Does the “rapid global growth” in 2006, in this context, really provide cause for the “optimism about progress in advancing the Millennium Development Goals” as the World Bank continues to submit? Is just under one billion people living in extreme poverty, about a sixth of the human population, with almost half of the remaining developing world living on two dollars a day, really cause for a note of “optimism” at all?
For a report that seeks to subtly toot its own horn, it is amazing how many depressing contradictions can be found when comparing its findings to concurrent happenings in the world. On the day after the World Bank’s poverty figures were released, Ban Ki-moon, the new Secretary-General of the United Nations, visited East Africa to reflect on the fact that the number of slum-dwellers worldwide is set to reach a new high in 2007. Speaking in Nairobi, a city that boasts the largest slum in Sub-Saharan Africa, the U.N. emphasised that unless more private sector help is provided then the developing country governments alone will be increasingly overwhelmed by the challenge to provide adequate housing for the poorest of the poor.
This year has also seen the release of a number of independent and disquieting studies into poverty and wealth distribution; according to the recent McClatchy Newspapers analysis of 2005 census figures in the US, for example, the number of poor Americans living in deep or severe poverty has reached a 32-year high, growing by 26 percent from 2000 to 2005, what they described as “a distressing sidebar to an unusual economic expansion.” Poverty levels are falling, says the World Bank. Poverty levels, at least on a national basis in the richest countries, are actually increasing like never before, say the independent studies. In the UK, even the latest official figures show that poverty has increased for the first time since Tony Blair came to power in 1997. 
Crisis of Inequality
The key issue concerns not just poverty levels and the misleading ‘dollar a day’ measure, but the corresponding crisis of inequality. The World Bank report freely admitted that despite abject poverty being on an apparent decline in global terms, inequality among citizens in the same country is on the rise. In the past decade, it also admits, poverty reduction was not always or everywhere commensurate with income growth. As contemporary studies have shown , inequality is in fact harmful to economic growth, and income distribution is not only worsening year-on-year, but it results in the paradox of overall decreasing poverty levels and a simultaneous increase in the number of people living in extreme poverty.

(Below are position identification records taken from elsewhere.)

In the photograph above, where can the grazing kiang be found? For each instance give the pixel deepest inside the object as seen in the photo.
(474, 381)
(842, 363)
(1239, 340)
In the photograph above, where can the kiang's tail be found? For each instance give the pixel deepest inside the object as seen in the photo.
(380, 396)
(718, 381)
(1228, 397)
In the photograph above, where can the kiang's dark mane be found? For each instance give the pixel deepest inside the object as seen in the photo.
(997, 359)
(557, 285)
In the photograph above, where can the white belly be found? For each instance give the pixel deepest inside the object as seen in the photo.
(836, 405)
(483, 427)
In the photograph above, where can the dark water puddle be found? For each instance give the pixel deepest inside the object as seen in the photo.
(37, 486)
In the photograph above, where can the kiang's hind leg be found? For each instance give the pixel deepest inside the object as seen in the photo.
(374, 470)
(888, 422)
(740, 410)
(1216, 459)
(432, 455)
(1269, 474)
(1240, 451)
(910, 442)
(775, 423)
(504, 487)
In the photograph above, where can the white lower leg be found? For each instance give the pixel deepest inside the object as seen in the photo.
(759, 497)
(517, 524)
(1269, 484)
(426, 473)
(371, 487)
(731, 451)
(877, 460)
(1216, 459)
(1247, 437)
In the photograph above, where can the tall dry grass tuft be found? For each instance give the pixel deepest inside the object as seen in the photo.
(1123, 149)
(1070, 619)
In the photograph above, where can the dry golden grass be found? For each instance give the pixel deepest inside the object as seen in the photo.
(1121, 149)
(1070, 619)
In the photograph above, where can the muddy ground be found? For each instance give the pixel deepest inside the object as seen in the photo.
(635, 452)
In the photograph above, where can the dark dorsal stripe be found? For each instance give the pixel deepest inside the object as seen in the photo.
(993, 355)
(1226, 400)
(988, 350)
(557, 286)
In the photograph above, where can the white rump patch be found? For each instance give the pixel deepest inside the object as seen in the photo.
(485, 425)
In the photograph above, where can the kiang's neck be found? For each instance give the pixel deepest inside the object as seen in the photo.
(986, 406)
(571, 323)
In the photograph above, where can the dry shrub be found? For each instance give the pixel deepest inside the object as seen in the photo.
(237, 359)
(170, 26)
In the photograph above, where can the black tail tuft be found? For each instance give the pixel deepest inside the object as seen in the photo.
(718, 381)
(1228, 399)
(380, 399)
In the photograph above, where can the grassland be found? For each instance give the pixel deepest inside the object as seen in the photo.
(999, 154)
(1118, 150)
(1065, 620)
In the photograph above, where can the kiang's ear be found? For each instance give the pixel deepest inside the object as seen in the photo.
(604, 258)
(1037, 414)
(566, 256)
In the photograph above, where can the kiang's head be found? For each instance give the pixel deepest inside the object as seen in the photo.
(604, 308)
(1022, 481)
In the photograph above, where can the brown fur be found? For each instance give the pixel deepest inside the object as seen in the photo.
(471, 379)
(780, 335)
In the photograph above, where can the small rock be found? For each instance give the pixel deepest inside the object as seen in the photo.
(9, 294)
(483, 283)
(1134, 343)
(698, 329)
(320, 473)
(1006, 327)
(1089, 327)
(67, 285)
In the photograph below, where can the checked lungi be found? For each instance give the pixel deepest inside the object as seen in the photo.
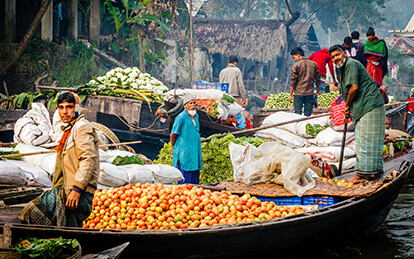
(369, 141)
(49, 209)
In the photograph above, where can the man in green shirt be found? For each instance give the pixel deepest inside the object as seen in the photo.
(365, 104)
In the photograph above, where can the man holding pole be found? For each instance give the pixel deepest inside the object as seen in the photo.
(365, 104)
(75, 178)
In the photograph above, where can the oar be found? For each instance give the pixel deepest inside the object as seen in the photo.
(341, 157)
(54, 151)
(264, 127)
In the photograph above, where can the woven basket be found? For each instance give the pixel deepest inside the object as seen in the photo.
(106, 131)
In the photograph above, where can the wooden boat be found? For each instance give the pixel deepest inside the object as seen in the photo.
(351, 219)
(129, 119)
(397, 112)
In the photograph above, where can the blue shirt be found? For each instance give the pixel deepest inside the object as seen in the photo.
(187, 148)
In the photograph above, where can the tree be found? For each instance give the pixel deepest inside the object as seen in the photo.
(29, 34)
(137, 24)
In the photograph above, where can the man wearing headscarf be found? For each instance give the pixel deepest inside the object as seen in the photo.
(376, 53)
(365, 105)
(75, 178)
(185, 139)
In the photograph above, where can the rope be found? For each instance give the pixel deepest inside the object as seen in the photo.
(139, 128)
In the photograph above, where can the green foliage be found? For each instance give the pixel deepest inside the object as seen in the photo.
(216, 157)
(74, 65)
(48, 248)
(134, 18)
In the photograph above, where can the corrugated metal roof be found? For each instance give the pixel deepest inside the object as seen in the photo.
(406, 45)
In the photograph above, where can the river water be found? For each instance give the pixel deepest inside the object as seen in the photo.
(395, 239)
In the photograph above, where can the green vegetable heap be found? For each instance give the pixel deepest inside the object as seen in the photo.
(119, 160)
(313, 130)
(47, 248)
(280, 100)
(324, 100)
(216, 157)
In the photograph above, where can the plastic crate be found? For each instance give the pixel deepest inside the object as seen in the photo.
(321, 201)
(282, 201)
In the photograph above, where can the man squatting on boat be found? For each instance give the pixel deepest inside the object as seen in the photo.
(75, 178)
(365, 104)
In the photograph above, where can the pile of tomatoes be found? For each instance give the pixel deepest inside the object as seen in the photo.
(157, 206)
(340, 182)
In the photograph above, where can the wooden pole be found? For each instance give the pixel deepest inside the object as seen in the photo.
(341, 157)
(265, 127)
(54, 151)
(191, 40)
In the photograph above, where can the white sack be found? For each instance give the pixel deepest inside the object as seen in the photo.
(35, 175)
(279, 164)
(284, 136)
(165, 173)
(239, 156)
(329, 154)
(234, 109)
(10, 173)
(199, 94)
(34, 128)
(329, 137)
(45, 161)
(137, 174)
(112, 175)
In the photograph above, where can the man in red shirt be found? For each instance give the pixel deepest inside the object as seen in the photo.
(322, 57)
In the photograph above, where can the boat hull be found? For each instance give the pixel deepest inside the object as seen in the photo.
(352, 219)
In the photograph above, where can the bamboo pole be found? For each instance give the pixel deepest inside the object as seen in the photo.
(265, 127)
(284, 123)
(54, 151)
(191, 40)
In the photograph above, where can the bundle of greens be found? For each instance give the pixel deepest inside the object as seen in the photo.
(47, 248)
(313, 130)
(216, 157)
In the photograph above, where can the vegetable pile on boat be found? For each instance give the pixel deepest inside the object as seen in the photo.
(216, 157)
(339, 182)
(281, 100)
(47, 248)
(131, 82)
(325, 99)
(156, 206)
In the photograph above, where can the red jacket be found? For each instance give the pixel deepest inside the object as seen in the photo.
(322, 57)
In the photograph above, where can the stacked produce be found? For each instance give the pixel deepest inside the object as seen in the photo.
(131, 83)
(324, 100)
(47, 248)
(155, 206)
(277, 101)
(216, 157)
(339, 182)
(281, 100)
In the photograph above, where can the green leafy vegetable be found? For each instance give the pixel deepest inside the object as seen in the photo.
(119, 160)
(48, 248)
(216, 157)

The income gap has so widened, according to a recent analysis of tax data in the US , that the top 10 percent of Americans have reached a level of national income share not seen since before the Wall Street Crash of 1929. The top one percent of wage earners, it showed, saw an increase of 14 percent, compared to an overall percentage decrease in earnings for 90 percent of the country. The income gap is growing faster in the US, as other figures reveal , than in any other developed nation.